Once I had /var mounted, I was able to look at the messages in the log which
referred to _xfs_buf_find: Block out of range errors.

It seems these errors happen once a filesystem is already corrupted, it
means we are looking up for data which clearly we know is not possibly
there, as such one possible reason for these invalid lookups is a corruption
could have happened before this on the filesystem. The error then is likely
an after-thing effect of looking for files on an already faulty fs.

These occurred when
logrotate was trying to swap logs around. It was still writing logs against
my main system messages file (I use syslog_ng vs systemd journal logging)
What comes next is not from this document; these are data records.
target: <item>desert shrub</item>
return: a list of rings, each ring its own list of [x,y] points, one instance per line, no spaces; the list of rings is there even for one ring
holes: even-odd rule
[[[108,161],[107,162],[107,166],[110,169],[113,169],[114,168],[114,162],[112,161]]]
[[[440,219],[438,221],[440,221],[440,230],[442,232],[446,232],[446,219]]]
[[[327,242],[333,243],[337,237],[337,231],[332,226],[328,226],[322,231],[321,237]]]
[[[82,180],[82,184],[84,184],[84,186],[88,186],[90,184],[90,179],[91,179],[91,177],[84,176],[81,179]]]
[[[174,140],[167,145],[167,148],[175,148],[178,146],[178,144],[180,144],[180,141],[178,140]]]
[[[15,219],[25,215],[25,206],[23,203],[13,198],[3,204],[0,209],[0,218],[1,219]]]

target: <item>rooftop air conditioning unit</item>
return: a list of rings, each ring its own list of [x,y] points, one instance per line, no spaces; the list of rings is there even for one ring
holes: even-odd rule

Ah good to know! Sounds like you could likely try to write a mini script or
program to try to reproduce this! Based on your description the way I'd
write such a script is as follows:

Write a multithreaded program which issues tons of writes with / without
sync onto a log file, while another thread moves the main "log" file. You
must sync the threads handling writes to the log file between the thread
which moves the log file file around.

Think of it, an alternative is to just use a daemon which issues tons of
writes to the system log file and configure your log manager to just rotate
logs very very very frequently.

If you can reproduce this with a super small partition you are my hero :D

I'll see what I can do, unfortunately have a daughter with medical issues
that's currently consuming much of what little free time I had.


up until the point I power cycled the system so I guess it had sufficient
allocation on that file without requesting more. As squid had stopped
working, along with logins, etc, I expect the /var file system failure was
preventing opening and/or writing other logs (thus appearing locked up).

Very likely, yes, a write could be stalling the system, and such writes
prevent daemons from doing anything useful. Which should also mean log
managers should probably seriously consider a log_optional() or so which
would only log if possible but if they can't it will not block operations.
This should allow logins to complete provided other system files needed for
the service are functional. Specially for sshd. I'd consider filing a FATE
request for this to be evaluated.

Best I can tell based on the SMART results (I have smartd running) and lack
of any other kernel warnings of disk failures, this does not appear to have
been a disk failure.

Show the results please. No new errors at all??

Nothing that I could see. The error log is empty.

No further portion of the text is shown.